Friday, August 19, 2011

"Behold, I am coming soon..."

I do not know why we fear death or regard dying as something terrible. Why do we do all we can to prolong this life.? I believe we have a built in love for family that makes us do all we can to remain close to them as long as possible. I believe this is a God-given attribute of being like God in that we love each other so very much., family and friends also.

I had the MRI this week and I used to think that was the worst possible thing to go thru. It is not bad at all. I use that time to pray and meditate. I was surprised when the nurse said it was over. I prayed for all my family starting with John, then each child, grandchild, and inlaws, and great grandchild. Then I begged God to give me more time to be with this much loved family. I also said that I knew the cancer is what it is and that I know God is in control of this and all aspects of my life. I said that I would abide with His will no matter what was to be. Then I felt very much at peace that there would be no worrying.

Jesus said in Revelations 22:12-13 "Behold I am coming soon...I am the Alphe and the Omega, the First and the Last, the Beginning and the End." later in verse 16 "the Bright Morning Star." Meditating on these verses, how can we lose!

1 comment:

  1. Barbara Johnson-ClarkAugust 19, 2011 at 11:03 PM

    Just reminding you once again how our family is praying for you daily. And we know countless other families are doing the same. Our prayer is exactly the same as yours-that you will be granted more time to spend with your family and to be our friend. For me you are my inspiration, my mentor, my guide to my Christian walk. You are such a great lady and such a dear friend; I have no problem with being as bold as I need to be in my pleas to God to extend your time with us here in our earthly home.
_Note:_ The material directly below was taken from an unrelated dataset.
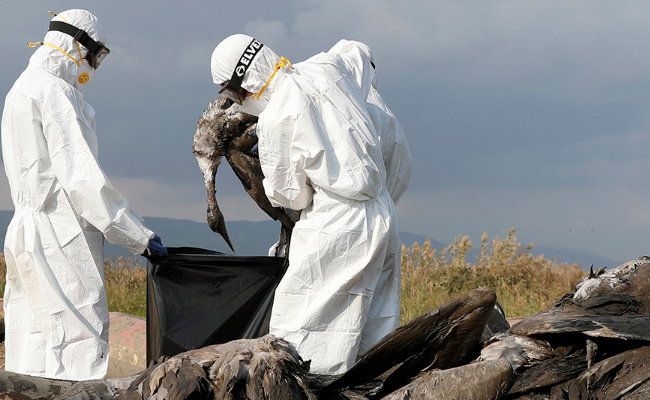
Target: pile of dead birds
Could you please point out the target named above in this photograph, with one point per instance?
(593, 343)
And then, I know we will all see each other again in our heavenly home, so your last line rings so true...how can we lose?

    I loved your redhead story. We, too, have that same sort of lineage. My granddaddy was a tall, red haired Irish descendant. Out of 13 children born to him and my grandmother, only one was a redhead. That son bore two redheaded boys. And two other redheads cropped up in one of my aunt's children. But many of us got that redheaded tint in either auburn/brown hair or strawberry blond. Alan and I always wished we could have had a biological child, because with my underlying "redness" and his strawberry blond hair, we would have surely had a little redheaded Clark! How fun to think back on these things, and I find so many parallels in my family with the stories you tell.